For lack of anything new to say, I choose to reblog an old post that was widely ignored.
Shelly is supposed to have said that poets are the legislators of the world. Ernst Cassirer later said that poets create culture — using the word “poet” in the broadest sense possible. I assume Shelly was speaking about poets like himself; Cassirer was speaking about artists who could create with words and pictures and thereby help us look at the world anew.
I think Cassirer was right, though I’m not sure about Shelly. But soon after Cassirer made his pronouncement the poets became journalists who wrote stories and in writing helped us see our world as they saw it and to make it into something new whenever they got tired of the old way of seeing things. Recently the print journalists have been replaced by media journalists of the entertainment variety. Our world is now created for us by those in the entertainment industry and consists almost entirely of pictures, moving and still: films, TV, radio,electronic devices of all shapes and sizes, and the internet. And we are pounded relentlessly.
In any event, the world they are creating is one that centers around the self. It is a theme I have developed before, but it is worth mentioning again in light of recent events. We are so much in the middle of a world of self-absorbed individuals we may not be aware of it. But just listen and watch: note how many popular songs refer to “me”; watch the TV commercials closely as they stroke the viewer; note how many reality TV performers will resort to any trick to grab the spotlight (and how many thousands want to be on stage); note how many politicians talk about themselves and see themselves as the center of the political world (especially you-know-who), how the sense of entitlement is ubiquitous, and how the internet is full of images and words telling us about those who post them. Or just consider U-Tube. Note also how materialistic we have become and how fame and wealth have become the center of so many young lives in our culture.
All of these are sure signs of a narcissistic personality. And this desire for fame, which triggers millions of words and images on Facebook and My Space and the millions of U-tube episodes involving self-absorbed people who want to be seen and heard, is spreading like the plague. In fact, it has been argued that the craving for fame at any cost is the major reason for much of the violence that has become alarmingly commonplace in this society, such as the shootings in Newtown, Connecticut. The kid who takes (his mother’s) guns to school and kills several teachers and twenty young children may simply want to be seen and heard: a wasted life for a few minutes in the limelight. It seems unlikely, but studies have shown that our cultural narcissism runs that deep.
As readers of my blogs will recognize, I am drawing on Jean Twenge and Keith Campbell’s important book The Narcissism Epidemic. They make a very strong case that what started as a push to make kids feel better about themselves in our schools and in their homes has blossomed into a pervasive sense of entitlement and even cultural narcissism.
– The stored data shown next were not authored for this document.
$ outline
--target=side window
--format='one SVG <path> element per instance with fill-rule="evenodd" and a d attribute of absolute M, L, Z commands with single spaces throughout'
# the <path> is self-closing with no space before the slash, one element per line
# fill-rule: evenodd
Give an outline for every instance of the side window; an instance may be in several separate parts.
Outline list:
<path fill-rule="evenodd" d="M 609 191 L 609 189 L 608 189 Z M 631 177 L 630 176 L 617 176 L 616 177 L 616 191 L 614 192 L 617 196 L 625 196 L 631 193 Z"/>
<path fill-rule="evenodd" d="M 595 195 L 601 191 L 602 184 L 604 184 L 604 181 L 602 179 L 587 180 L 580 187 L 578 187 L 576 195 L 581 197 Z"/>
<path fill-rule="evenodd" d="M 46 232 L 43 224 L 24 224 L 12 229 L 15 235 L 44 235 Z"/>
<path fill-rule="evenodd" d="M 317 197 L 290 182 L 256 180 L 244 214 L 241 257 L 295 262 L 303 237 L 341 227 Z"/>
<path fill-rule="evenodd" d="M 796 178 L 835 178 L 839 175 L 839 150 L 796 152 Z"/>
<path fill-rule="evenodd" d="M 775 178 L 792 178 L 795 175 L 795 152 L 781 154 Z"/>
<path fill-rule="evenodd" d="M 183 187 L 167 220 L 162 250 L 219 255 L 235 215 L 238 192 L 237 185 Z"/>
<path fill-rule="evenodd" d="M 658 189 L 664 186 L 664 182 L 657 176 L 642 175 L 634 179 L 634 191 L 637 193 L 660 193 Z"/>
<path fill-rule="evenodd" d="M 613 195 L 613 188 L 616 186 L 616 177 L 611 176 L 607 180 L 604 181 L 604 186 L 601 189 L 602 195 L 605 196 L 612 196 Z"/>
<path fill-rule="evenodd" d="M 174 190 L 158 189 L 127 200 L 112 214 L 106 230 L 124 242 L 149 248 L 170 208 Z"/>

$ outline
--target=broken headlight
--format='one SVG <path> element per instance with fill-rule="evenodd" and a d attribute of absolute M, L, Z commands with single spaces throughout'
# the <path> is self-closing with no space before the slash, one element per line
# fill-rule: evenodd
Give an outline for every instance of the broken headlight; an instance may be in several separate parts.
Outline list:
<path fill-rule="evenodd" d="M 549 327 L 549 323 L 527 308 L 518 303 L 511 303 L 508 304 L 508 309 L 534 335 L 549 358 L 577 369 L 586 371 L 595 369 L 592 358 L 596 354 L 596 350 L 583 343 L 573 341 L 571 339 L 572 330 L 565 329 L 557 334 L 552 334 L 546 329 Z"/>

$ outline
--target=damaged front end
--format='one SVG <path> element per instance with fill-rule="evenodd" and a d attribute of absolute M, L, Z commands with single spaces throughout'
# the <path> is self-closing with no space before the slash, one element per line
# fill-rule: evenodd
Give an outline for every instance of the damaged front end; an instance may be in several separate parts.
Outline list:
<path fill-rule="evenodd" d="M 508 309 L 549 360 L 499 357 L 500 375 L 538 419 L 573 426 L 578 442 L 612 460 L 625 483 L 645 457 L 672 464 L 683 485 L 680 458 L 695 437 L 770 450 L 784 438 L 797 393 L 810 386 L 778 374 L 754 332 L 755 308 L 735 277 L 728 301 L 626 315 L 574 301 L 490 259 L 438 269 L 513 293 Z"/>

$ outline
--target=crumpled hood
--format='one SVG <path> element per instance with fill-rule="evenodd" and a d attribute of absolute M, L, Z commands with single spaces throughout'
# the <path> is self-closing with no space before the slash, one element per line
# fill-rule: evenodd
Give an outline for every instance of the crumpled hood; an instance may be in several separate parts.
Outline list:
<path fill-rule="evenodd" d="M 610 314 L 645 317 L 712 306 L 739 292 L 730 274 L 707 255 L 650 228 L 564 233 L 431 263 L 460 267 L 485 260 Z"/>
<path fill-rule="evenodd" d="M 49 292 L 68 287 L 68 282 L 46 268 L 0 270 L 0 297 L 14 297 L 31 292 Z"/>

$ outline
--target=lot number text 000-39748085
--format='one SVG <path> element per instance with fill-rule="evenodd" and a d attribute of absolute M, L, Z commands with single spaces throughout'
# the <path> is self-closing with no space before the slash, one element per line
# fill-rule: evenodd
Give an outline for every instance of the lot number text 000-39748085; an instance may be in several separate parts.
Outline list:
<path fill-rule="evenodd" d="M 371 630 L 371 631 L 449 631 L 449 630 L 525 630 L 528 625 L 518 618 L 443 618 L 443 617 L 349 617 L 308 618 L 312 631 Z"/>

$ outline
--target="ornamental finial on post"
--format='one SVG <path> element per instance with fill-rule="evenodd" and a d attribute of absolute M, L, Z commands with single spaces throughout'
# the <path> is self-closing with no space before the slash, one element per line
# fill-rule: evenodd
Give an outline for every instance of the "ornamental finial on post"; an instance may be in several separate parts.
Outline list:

We have become a society in love with itself, just as Narcissus in the Greek myth fell in love with his own reflection upon seeing it in the water. If they are right in their assessment of the situation, the repercussions are serious indeed.
The two main features of narcissism are the inability to build interpersonal relationships and what Freud called a weak “reality principle.” What this means is that we are becoming increasingly unable to get close to one another and we tend to live fantasy lives. Our electronic toys make this easy as they keep us from making human contact and push us deeper into a make-believe world where everything that happens is all about us.
As Miranda says in The Tempest, “Oh, brave new world that has such people in’t!” In Shakespeare’s day Miranda was filled with wonder; if she said that today she would be snickering. And the major player in this drama is the entertainment industry that creates fictional worlds, invites us in, and tells us we are the most important part of the drama. And we lap it up.